Make no mistake–a vote for a second Donald J. Trump administration is a vote for right-wing extremism that will threaten the stability of our republic.
Conservative political think-tanks have created plans like Project 2025 from The Heritage Foundation and “The America First Agenda” from the America First Policy Initiative to popularize significant rollbacks on issues as wide-ranging as education, abortion, climate change, and rules determining why government workers can be fired.
Project 2025, for example, proposes eliminating the federal Department of Education, restricting abortion nationwide, ending Title I funding for high-need schools in low-income communities, and getting rid of Title IX protections that ban discrimination against LGBT+ students and school staff.
Similarly, “The America First Agenda” wants to completely end federal funding for Planned Parenthood (the nonprofit that acts as the single largest provider of abortion healthcare in the United States), change federal law to exclude trans- and gender-nonconforming identities by legally recognizing only two genders, and changing all federal workers’ status to at-will employees–which means federal workers can be fired for any reason at any time, including disobeying Mr. Trump. That is particularly concerning because, as the Brookings Institution notes, government agencies need to be able to report unbiased information about health, safety, and the economy to the public.
Each of these vastly different issues poses severe threats to the lives and livelihoods of Americans. One example already evident in many states, like Louisiana, is the restriction or banning of abortion.
Due to Louisiana’s abortion ban mothers have faced prolonged illness due to delayed treatments for ectopic pregnancies and miscarriages. Doctors who violate the ban may face up to 15 years in prison, $200,000 in fines, and revoking of their medical license.
Both Project 2025 and “The America First Agenda” support similar restrictions or outright banning of abortion. Either set of policies could lead to even greater and more widespread harm to mothers, including victims of sexual assault. Researchers found, for instance, that 12.5% of assaults result in pregnancy due to difficulties accessing abortion healthcare. And a study from the University of Colorado projected a 24% increase in deaths of mothers if abortion is federally banned.

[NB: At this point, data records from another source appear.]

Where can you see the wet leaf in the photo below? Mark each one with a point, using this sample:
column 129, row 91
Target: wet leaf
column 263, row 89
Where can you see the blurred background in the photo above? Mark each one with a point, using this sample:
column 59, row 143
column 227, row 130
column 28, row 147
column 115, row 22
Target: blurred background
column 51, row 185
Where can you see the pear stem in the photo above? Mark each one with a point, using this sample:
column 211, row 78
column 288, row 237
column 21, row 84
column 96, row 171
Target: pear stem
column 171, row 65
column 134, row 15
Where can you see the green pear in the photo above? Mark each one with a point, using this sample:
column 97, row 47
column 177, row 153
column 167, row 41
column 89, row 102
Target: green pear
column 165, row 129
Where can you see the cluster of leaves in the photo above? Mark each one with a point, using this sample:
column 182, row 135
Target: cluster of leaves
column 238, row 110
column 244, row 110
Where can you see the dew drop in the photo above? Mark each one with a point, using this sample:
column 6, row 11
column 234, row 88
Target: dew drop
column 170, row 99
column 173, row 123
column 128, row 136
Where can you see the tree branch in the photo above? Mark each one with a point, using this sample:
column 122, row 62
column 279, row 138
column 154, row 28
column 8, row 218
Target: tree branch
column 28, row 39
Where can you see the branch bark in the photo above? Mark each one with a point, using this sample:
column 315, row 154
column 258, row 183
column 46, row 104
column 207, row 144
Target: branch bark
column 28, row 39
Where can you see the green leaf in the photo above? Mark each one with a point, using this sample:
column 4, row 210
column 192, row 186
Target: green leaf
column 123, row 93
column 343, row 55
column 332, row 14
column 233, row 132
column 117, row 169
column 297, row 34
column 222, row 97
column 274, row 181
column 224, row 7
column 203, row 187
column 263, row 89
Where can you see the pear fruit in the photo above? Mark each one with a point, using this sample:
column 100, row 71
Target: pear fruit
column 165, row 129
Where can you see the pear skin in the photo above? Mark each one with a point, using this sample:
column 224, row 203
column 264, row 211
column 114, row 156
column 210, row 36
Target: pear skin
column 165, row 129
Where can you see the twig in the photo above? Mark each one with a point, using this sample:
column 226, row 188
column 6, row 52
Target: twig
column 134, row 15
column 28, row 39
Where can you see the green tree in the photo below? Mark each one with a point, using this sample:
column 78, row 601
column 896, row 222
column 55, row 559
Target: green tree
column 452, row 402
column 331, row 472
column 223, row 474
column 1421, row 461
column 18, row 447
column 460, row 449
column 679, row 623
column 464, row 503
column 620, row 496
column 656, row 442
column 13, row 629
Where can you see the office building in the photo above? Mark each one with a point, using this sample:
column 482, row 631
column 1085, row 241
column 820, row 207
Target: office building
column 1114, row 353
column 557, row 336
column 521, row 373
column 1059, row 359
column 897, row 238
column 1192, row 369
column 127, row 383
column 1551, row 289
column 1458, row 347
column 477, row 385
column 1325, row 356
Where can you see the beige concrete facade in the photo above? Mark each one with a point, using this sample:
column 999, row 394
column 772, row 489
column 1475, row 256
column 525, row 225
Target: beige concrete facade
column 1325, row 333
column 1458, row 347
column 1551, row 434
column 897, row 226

Yet, somehow, those life-or-death consequences of a single policy–abortion–from Project 2025 or “The America First Agenda” are not the most concerning part of a second Trump administration. Regardless of policies passed or not passed, Mr. Trump has emboldened voters to disregard facts, even about national election results, and his own involvement in the attempted Jan. 6, 2021 insurrection against the United States.
In fact, a 2021 study from the University of Washington found that 98% of survey respondents believed Trump’s claims that the 2020 election results were not trustworthy. Two-thirds of those same respondents said Trump had no responsibility for the attempted insurrection.
That is the most dangerous part of a second Trump administration–undermining the public’s belief in our republic, encouraging voters to believe any lie from a politician instead of multiple credible sources, and using those tactics to pass whatever policies Mr. Trump or a think-tank desires. In other words, the damage inflicted by Mr. Trump becomes a cycle, a hamster wheel of harm to our republic that encourages people to blindly support anything he says or does, even threats to the physical safety of other politicians.
A 2024 Scripps news study found that a majority of Americans think that violence related to the results of the 2024 election will happen, regardless of the results. Those fears are not unfounded. Political violence is at its worst since the 1970s, and threats against election workers spiked during the 2020 election.
As Norton Ambassador David Ruiz (‘26) said, “I think the most interesting thing is that there’s such a willingness to fund things like Project 2025. It’s the fact that so many people are willing to do all these things.”
Concerned citizen and registered voter, Alexis Armendariz, echoed Ruiz’s words.
“It’s going to be up to the states to each decide their curriculum for the schools,” Armendariz said. “That’s dangerous because different states, like red and blue states, are going to teach different curriculums, and we’re all going to learn different stories of the past. A lot of people are going to learn inaccurate information.”
The 2024 election is not just a battle for Republican or Democrat–it is a battle for what people think is reality. Beliefs based on wrong information can lead to real harm, real threats, real damage to the stability of our republic.